港台中产 · 2025-12-06
Sample 2025 Salaries Tax Computation: The Relationship Between Total Income and Assessable Profits
The Inland Revenue Department (IRD) issued its 2025-2026 tax return filing pack in early April 2025, and for the first time, the explanatory notes included a worked example that explicitly demonstrates the widening gap between “total income” and “assessable income” for salary earners with multiple income streams. This is not a cosmetic change. For the tax year of assessment 2024/25 (returns due by 2 June 2025 for individuals), the IRD has clarified its position on the deductibility of mandatory provident fund (MPF) contributions against specific income sources, a nuance that directly impacts the final tax bill for the estimated 340,000 Hong Kong taxpayers who hold both a salaried position and a side business or freelance role. The distinction between total income, net assessable income, and net chargeable income is the single most common source of overpayment errors in self-assessed returns.
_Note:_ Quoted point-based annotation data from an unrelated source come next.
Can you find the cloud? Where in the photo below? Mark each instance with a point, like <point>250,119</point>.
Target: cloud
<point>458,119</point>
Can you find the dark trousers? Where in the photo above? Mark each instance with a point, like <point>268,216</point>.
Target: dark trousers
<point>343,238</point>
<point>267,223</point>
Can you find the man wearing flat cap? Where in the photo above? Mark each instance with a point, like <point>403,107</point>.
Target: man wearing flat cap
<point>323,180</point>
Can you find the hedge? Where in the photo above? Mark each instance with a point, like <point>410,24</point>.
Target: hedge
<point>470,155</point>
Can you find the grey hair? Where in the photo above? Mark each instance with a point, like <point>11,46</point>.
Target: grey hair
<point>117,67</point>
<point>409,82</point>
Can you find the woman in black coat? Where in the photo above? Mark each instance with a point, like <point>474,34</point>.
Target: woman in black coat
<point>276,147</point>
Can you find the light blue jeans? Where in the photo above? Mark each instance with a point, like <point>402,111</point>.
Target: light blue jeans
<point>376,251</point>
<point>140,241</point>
This article deconstructs each layer of the computation, using the 2024/25 tax year figures, to show exactly where the tax saving opportunities lie.
The Three-Tier Structure of Salaries Tax Liability
Salaries tax under the Inland Revenue Ordinance (Cap. 112) is not levied on gross earnings. The IRD applies a three-tier computation: total income is first aggregated, then reduced to net assessable income through allowable deductions, and finally reduced to net chargeable income through allowances. Each tier has its own rules and, critically, its own interaction with other tax heads such as profits tax.
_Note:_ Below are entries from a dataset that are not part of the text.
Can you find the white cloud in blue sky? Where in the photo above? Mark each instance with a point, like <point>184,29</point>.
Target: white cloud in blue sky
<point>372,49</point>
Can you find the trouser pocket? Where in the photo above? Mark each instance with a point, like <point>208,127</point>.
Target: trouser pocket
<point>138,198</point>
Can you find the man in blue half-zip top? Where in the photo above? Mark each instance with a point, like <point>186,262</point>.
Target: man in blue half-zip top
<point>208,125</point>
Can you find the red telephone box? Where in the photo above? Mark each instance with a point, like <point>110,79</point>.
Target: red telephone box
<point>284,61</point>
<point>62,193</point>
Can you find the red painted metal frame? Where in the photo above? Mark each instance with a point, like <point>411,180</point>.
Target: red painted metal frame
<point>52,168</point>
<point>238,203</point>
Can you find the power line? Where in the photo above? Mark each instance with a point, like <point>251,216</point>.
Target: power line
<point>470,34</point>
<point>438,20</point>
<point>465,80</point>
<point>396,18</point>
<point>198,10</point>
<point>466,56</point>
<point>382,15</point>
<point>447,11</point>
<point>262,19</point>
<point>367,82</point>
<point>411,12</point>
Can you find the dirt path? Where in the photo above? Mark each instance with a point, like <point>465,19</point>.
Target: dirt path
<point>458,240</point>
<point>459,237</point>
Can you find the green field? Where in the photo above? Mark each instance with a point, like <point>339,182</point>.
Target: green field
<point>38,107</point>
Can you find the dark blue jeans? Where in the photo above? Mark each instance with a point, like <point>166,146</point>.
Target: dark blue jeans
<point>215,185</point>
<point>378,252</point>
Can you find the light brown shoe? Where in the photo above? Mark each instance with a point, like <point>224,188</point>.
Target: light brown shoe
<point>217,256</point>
Tier 1: Total Income — What Counts and What Does Not
Total income under Section 8 of the IRO encompasses all “income arising in or derived from Hong Kong” from any office or employment. This includes salary, wages, leave pay, fees, commissions, bonuses, gratuities, perquisites, and allowances. The 2024/25 tax year retains the same definition, but the IRD’s updated guidance (Departmental Interpretation and Practice Notes No. 10, revised March 2024) clarifies that certain one-off payments, such as ex gratia payments for loss of office, are only taxable if they exceed the statutory threshold of HKD 150,000. For a mid-career professional earning HKD 120,000 per month, a severance package of HKD 600,000 would have HKD 450,000 subject to salaries tax.
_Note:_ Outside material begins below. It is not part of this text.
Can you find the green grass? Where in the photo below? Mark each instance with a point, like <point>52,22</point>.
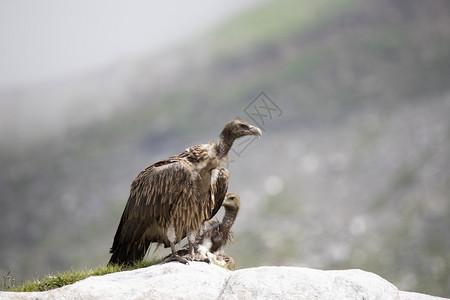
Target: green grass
<point>64,278</point>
Exclusions from total income are narrow but important. Benefits-in-kind such as employer-provided housing (valued at 10% of total income for tax purposes, not market rent) are included. However, reimbursements for genuine business expenses—airfare for a work trip, hotel costs—are excluded if the employee accounts for them to the employer. The IRD’s 2024 field audit manual specifically targets “disguised remuneration” where employers classify bonuses as expense reimbursements.
Tier 2: Net Assessable Income — The Deduction Layer
Net assessable income is total income minus allowable deductions. For the 2024/25 tax year, the key deductions are:
- MPF contributions: Employee mandatory contributions capped at HKD 18,000 per year (HKD 1,500 per month). Voluntary contributions are not deductible.
- Self-education expenses: Up to HKD 100,000 for courses connected with the taxpayer’s current employment.
- Home loan interest: Up to HKD 100,000 per year, capped at 20 tax years.
- Charitable donations: Minimum HKD 100 per donation, aggregate deduction capped at 35% of total income.
The critical distinction for 2024/25 is that MPF contributions are deducted only against employment income, not against business or rental income. A taxpayer earning HKD 500,000 in salary and HKD 200,000 in freelance profits must allocate the HKD 18,000 MPF deduction entirely against the HKD 500,000, leaving the HKD 200,000 fully exposed. This was confirmed in the IRD’s 2025 tax return guide (page 14, paragraph 3.2.1).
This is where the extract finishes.